ACTE 1 : En octobre, je suis invité par mon ami Marc Vénien, avec quelques archers du coin pour une chasse mixte (carabines, arcs) en battue aux gros gibiers, sur un territoire de mon Poitou natal, à 10 minutes de la maison.

Au rendez-vous, je prends le temps de saluer tout le monde et raconte ma chasse estivale d’un bon brocard que j’ai tué sur cette société, à l’approche, au mois d’Aout. Francis, le président, vendait pour la première fois un chevreuil en tir d’été. Il avait par ce geste, montré à nouveau son ouverture d’esprit envers les différents modes de chasse, notamment celui de la chasse à l’arc.

Aujourd’hui, nous chasserons chevreuils, 1 cerf, 1 biche, 1 jeune et sangliers. Nous allons faire le bois dit « le bois…à… gégé ». Le rond terminé, nous partons nous poster.

Marc me faisant confiance, m’indique une partie du bois et me laisse partir choisir un poste à ma guise. J’avance sans bruit le long d’une coupe de 5 ans, large d’une centaine de mètres sur cinq cent mètres de long, située entre une belle futaie et une plaine. Je repère rapidement à une trentaine de mètres dans la coupe, à l’intersection de plusieurs coulées dans les ronces, un excellent chêne pour installer mon tree-stand. Me voilà à trois mètres du sol, hauteur idéale pour moi pour la battue.

A peine le début de traque annoncée, un coup de carabine retentit, cerf mort… ! Dans le même temps, les chiens de « Lulu », heureux propriétaire d’une meute composée d’une douzaine de bassets fauve de bretagne, très chasseurs et très difficiles à arrêter… ! lancent un animal. Ça chasse fort et le récrit des chiens bien en paquet vient dans ma direction.

La chasse prend toute la coupe dans sa longueur. Je me prépare à tirer l’animal de chasse ou un autre se dérobant, poussé par cette belle menée.

Dans mon dos, j’aperçois une chevrette faisant une double pour échapper à ses poursuivants et vient en quelques bonds passer à une quinzaine de mètres de mon arbre. Je suis armé et la suit, impossible de tirer, trop de feuilles, trop de branches, je ne le sens pas, la séquence de tir est rompue…Je la regarde disparaître dans la futaie, alors que les chiens travaillent leur défaut.

La meute reprend le droit après avoir démêlé cette ruse et disparait à son tour d’un joyeux « bien-aller ». Je suis content, moi qui aime la vénerie et le travail des chiens, ce fut un bon moment de chasse. Autre satisfaction, le choix du poste n’a pas l’air mal.

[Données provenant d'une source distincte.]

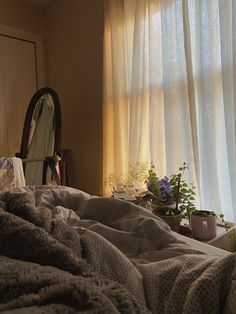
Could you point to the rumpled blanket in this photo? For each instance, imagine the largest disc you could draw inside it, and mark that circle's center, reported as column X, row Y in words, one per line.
column 69, row 251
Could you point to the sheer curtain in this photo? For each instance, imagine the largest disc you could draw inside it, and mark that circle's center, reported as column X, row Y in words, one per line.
column 170, row 92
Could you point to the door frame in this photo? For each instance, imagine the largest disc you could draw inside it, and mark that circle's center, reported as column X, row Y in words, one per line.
column 37, row 40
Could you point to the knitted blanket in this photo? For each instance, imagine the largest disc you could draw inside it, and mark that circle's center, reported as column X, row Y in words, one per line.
column 64, row 250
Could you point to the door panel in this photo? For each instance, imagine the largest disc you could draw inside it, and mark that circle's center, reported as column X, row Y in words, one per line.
column 18, row 82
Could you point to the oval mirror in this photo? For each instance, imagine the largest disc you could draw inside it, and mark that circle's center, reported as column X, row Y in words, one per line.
column 41, row 135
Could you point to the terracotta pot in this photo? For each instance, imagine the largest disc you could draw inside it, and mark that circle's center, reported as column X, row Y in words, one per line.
column 203, row 228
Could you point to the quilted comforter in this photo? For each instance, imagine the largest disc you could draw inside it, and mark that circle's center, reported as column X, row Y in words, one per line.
column 65, row 251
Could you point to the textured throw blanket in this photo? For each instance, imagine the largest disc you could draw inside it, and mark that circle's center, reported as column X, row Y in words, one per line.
column 63, row 251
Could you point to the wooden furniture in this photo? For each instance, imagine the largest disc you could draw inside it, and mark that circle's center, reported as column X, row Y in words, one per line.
column 41, row 139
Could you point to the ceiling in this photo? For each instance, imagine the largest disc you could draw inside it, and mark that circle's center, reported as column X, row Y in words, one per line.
column 38, row 3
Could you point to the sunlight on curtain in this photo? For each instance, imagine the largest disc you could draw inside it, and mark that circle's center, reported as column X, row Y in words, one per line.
column 169, row 93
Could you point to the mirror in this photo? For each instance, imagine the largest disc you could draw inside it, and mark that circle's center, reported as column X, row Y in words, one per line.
column 41, row 136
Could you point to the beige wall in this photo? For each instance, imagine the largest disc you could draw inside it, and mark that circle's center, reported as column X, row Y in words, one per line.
column 16, row 13
column 74, row 67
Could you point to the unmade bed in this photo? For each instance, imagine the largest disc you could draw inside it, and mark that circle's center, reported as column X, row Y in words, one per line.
column 65, row 251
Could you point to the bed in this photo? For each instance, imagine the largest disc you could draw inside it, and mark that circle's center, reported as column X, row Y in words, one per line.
column 65, row 251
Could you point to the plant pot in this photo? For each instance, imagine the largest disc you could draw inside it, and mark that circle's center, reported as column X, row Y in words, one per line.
column 203, row 228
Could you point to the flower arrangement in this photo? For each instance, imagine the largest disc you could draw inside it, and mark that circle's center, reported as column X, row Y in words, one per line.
column 173, row 195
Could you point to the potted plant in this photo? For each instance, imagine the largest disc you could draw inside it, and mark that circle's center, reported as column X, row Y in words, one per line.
column 172, row 198
column 204, row 223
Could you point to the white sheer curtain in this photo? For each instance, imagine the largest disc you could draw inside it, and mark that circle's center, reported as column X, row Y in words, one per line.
column 170, row 92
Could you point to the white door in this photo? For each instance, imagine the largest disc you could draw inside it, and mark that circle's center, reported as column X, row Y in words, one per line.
column 18, row 83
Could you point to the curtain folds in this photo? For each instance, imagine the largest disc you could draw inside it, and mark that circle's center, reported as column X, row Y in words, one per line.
column 170, row 94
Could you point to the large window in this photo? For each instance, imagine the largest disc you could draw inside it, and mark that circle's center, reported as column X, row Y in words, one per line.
column 169, row 92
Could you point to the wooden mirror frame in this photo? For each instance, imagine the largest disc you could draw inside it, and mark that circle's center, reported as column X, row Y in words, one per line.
column 28, row 118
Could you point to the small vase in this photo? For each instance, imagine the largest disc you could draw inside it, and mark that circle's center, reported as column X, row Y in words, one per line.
column 203, row 228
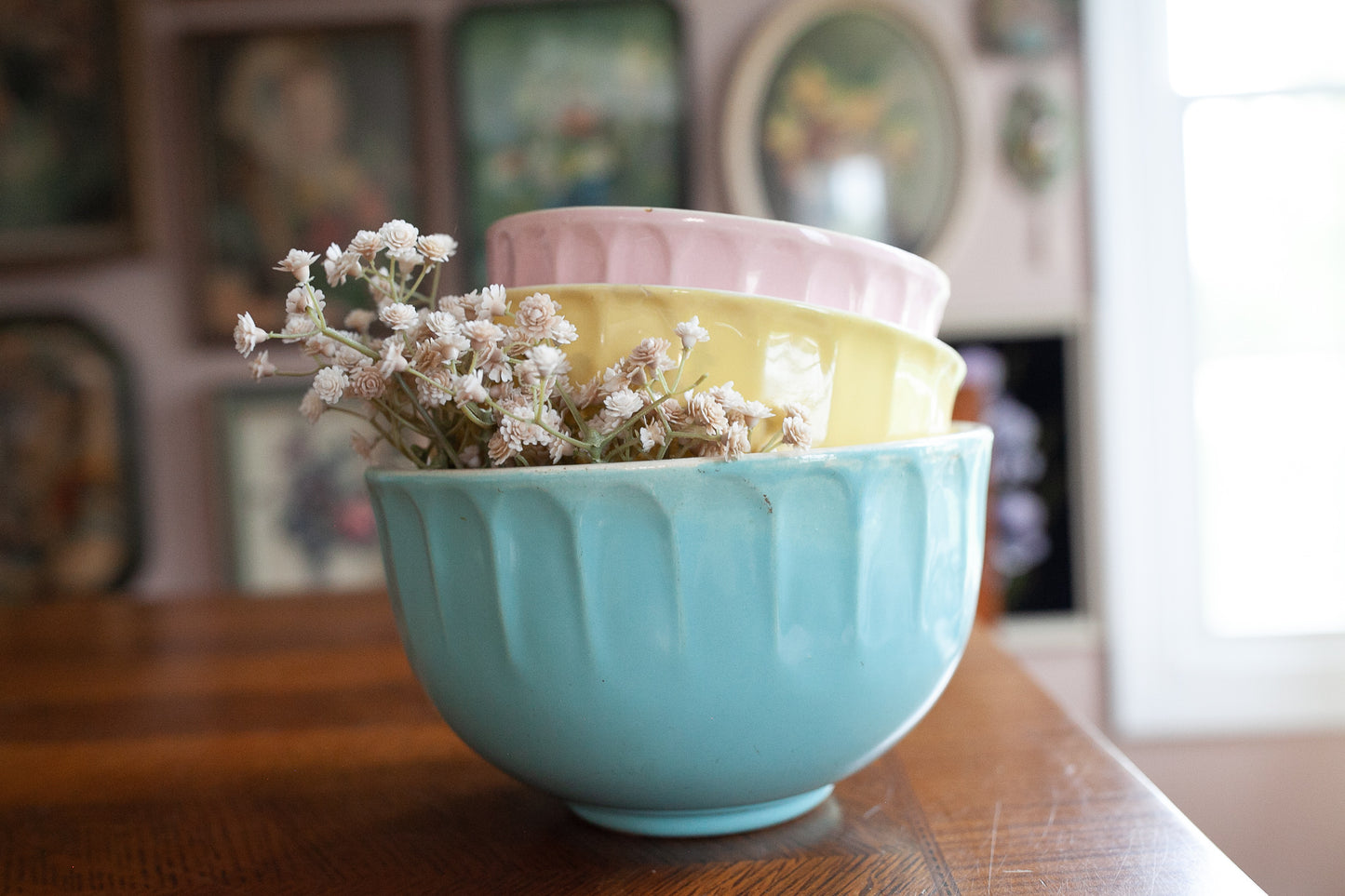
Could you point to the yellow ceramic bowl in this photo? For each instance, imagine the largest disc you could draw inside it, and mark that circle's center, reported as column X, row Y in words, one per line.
column 862, row 380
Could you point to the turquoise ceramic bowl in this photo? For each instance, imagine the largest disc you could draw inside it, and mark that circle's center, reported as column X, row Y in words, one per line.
column 689, row 648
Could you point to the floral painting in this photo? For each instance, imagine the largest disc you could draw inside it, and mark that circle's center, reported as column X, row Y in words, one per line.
column 572, row 104
column 303, row 136
column 860, row 132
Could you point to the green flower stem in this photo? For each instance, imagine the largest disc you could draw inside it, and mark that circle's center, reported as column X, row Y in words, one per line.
column 432, row 428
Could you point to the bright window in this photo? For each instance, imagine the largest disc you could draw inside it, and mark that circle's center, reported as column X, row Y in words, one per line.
column 1218, row 133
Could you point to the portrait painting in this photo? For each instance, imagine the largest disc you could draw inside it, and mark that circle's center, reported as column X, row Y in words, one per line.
column 305, row 139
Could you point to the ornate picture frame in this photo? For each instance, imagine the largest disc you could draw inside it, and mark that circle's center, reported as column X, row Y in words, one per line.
column 567, row 104
column 70, row 503
column 849, row 114
column 70, row 171
column 299, row 139
column 296, row 512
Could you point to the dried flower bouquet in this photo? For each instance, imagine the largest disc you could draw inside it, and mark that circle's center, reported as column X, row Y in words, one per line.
column 467, row 381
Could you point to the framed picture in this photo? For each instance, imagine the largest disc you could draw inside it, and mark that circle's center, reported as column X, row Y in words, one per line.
column 302, row 139
column 848, row 114
column 1017, row 386
column 69, row 181
column 70, row 513
column 567, row 104
column 298, row 515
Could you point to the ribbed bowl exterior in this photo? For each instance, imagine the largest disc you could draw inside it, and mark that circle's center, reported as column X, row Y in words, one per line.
column 686, row 635
column 715, row 250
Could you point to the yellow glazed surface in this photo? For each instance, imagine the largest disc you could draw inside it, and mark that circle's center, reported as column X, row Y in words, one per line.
column 862, row 380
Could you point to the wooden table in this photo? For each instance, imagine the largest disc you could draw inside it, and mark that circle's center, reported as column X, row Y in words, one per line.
column 210, row 745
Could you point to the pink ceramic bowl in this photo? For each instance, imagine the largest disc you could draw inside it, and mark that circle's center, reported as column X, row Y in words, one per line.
column 710, row 250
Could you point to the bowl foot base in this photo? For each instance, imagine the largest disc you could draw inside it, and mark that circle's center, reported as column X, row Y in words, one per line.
column 701, row 822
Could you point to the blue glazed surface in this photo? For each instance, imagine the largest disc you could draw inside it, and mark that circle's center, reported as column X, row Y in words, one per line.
column 689, row 636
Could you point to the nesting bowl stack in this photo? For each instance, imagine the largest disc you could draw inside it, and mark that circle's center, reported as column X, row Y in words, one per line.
column 692, row 648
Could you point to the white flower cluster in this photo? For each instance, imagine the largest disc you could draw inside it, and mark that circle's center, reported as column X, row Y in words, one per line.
column 467, row 381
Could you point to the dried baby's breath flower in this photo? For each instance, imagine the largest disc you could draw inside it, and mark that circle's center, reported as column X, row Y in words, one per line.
column 652, row 436
column 691, row 332
column 470, row 389
column 398, row 235
column 398, row 315
column 465, row 381
column 248, row 335
column 368, row 382
column 330, row 383
column 436, row 247
column 366, row 244
column 341, row 265
column 298, row 264
column 706, row 410
column 652, row 355
column 795, row 428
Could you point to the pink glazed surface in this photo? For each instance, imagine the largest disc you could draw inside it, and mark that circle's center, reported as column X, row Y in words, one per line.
column 713, row 250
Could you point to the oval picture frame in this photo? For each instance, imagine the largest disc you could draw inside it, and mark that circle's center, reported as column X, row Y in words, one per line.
column 849, row 114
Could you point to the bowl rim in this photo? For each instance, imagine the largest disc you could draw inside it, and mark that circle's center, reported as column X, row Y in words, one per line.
column 720, row 220
column 958, row 431
column 931, row 343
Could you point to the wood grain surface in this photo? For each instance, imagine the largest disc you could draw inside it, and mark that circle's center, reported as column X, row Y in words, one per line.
column 220, row 744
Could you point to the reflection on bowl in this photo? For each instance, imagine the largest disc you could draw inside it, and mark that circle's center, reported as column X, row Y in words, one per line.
column 862, row 380
column 689, row 648
column 736, row 253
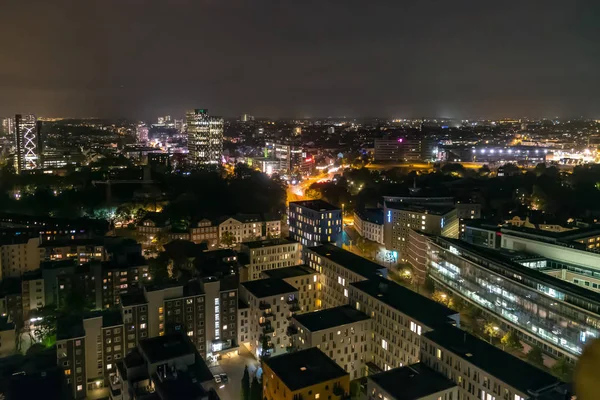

Une chienne reste néanmoins collée à la voie de cette double et n’arrive pas à en sortir, visiblement une vieille ne faisant confiance qu’à elle-même et à son flaire lui jouant des tours, situation annonciatrice d’une retraite proche et sûrement bien méritée … La chevrette sera saluée de quelques tirs maladroits et les chiens arrêtés !!!??!!!

Notre future retraitée, quant à elle, reprend son pied comme le font souvent les chiens courants pour revenir à l’attaque et retrouver le reste de la meute. Je l’entends tout de même donner un coup de voix, puis deux et trois à une centaine de mètres, dans cette magnifique coupe arborant les couleurs d’un automne débutant. Les coups de voix rapailleurs se transforment en un lancer.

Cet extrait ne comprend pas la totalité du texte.